— А в какой части клятвы Гиппократа вы прочитали, будто бы врачи обязуются выполнять свои обязанности бескорыстно? В ней такого нет.
Бабушка с готовностью приоткрыла рот, но ответа не нашла. Как я и абсолютное большинство людей, она никогда не читала клятву Гиппократа и понятия не имела, что там говорилось.
— Просто для справки, — изнуренно вздохнул Варов и забрал у бабушки карту, — пойдемте, поговорим.
Он строго глянул на нас с Аллой и прижал палец к губам.
— Там правда такого нет? — спросила я у нее.
— Правда, — равнодушно отозвалась Алла, перебирая анкеты, — я тебе больше скажу: Гиппократ говорил, что за лечение даже нужно брать плату. Мы ведь в капитализме живем, где медикам никто не даст жилье и нормальную пенсию, хотя они заслужили больше всех остальных. Вот угадай, какая зарплата у работников скорой, угадай…

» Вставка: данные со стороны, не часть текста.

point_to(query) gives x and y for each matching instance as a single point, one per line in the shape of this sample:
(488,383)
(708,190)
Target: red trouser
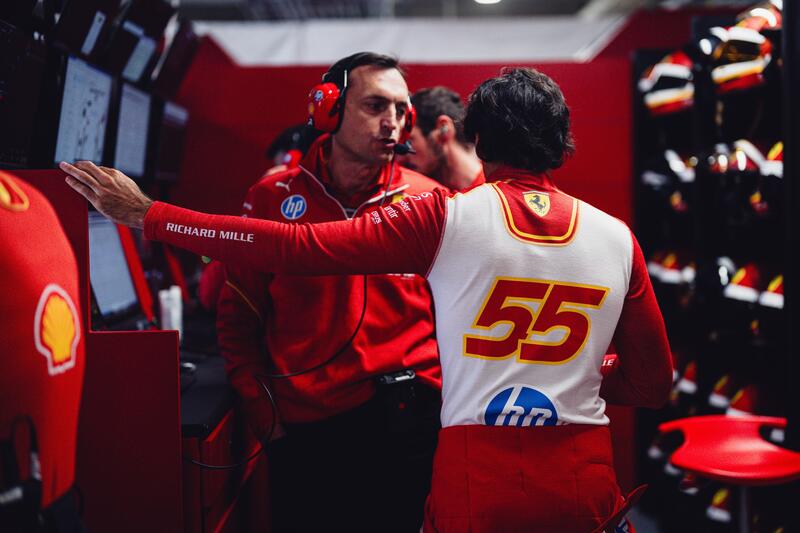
(506,479)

Аллу понесло. И это понятно: вроде и хочется делать добро людям, но тогда как выжить самому? Да и не оценит никто, только привыкнут и обнаглеют.
Поскрипывая колесиками сумки, бабушка ушла, светясь от радости и даже поблагодарила нас за что-то.
— Хоть бы она слух не пустила про сердобольного доктора, — буркнула Алла, но в след ей смотрела с сочувствием, — а то Юре опять достанется.
— Такое уже было? — спросила я.
— Да добрый он.
Варов, и добрый. Нет, не сочеталось как-то.
В пятницу Алла нагло пораньше, бросив меня на растерзание клиентов, которые прям поперли. Кое-как справившись, я уже собралась домой, когда зазвонил телефон. Никита, ну надо же.
— Галчон, милая моя, — нежно пропел он, — у тебя все хорошо? Ты звонила… прости, я закрутился.
Кажется, впервые за все время Никита меня действительно злил. Раньше я больше боялась, что он исчезнет навсегда, но заботы и фантазии отвлекали. Мы мило поговорили, он искренни интересовался моими делами и новой работой. А потом, дико извиняясь, попросил денег в долг. Козлина, вот что опомнился!
— Извини, но мои финансы поют даже не романсы, а похоронный марш, — ответила я.
То ли из вежливости, то ли Никита звонил не только ради этого, но разговор продолжался еще минут пятнадцать. Все это время ко мне подходил Варов и с ожиданием смотрел.
— Что? — спросила я, повесив трубку.
— Слушай, — затараторил он, — а есть хорошая кардиограмма, за которой уже не придут?
— Понятия не имею, а Алла от меня трубку уже не берет.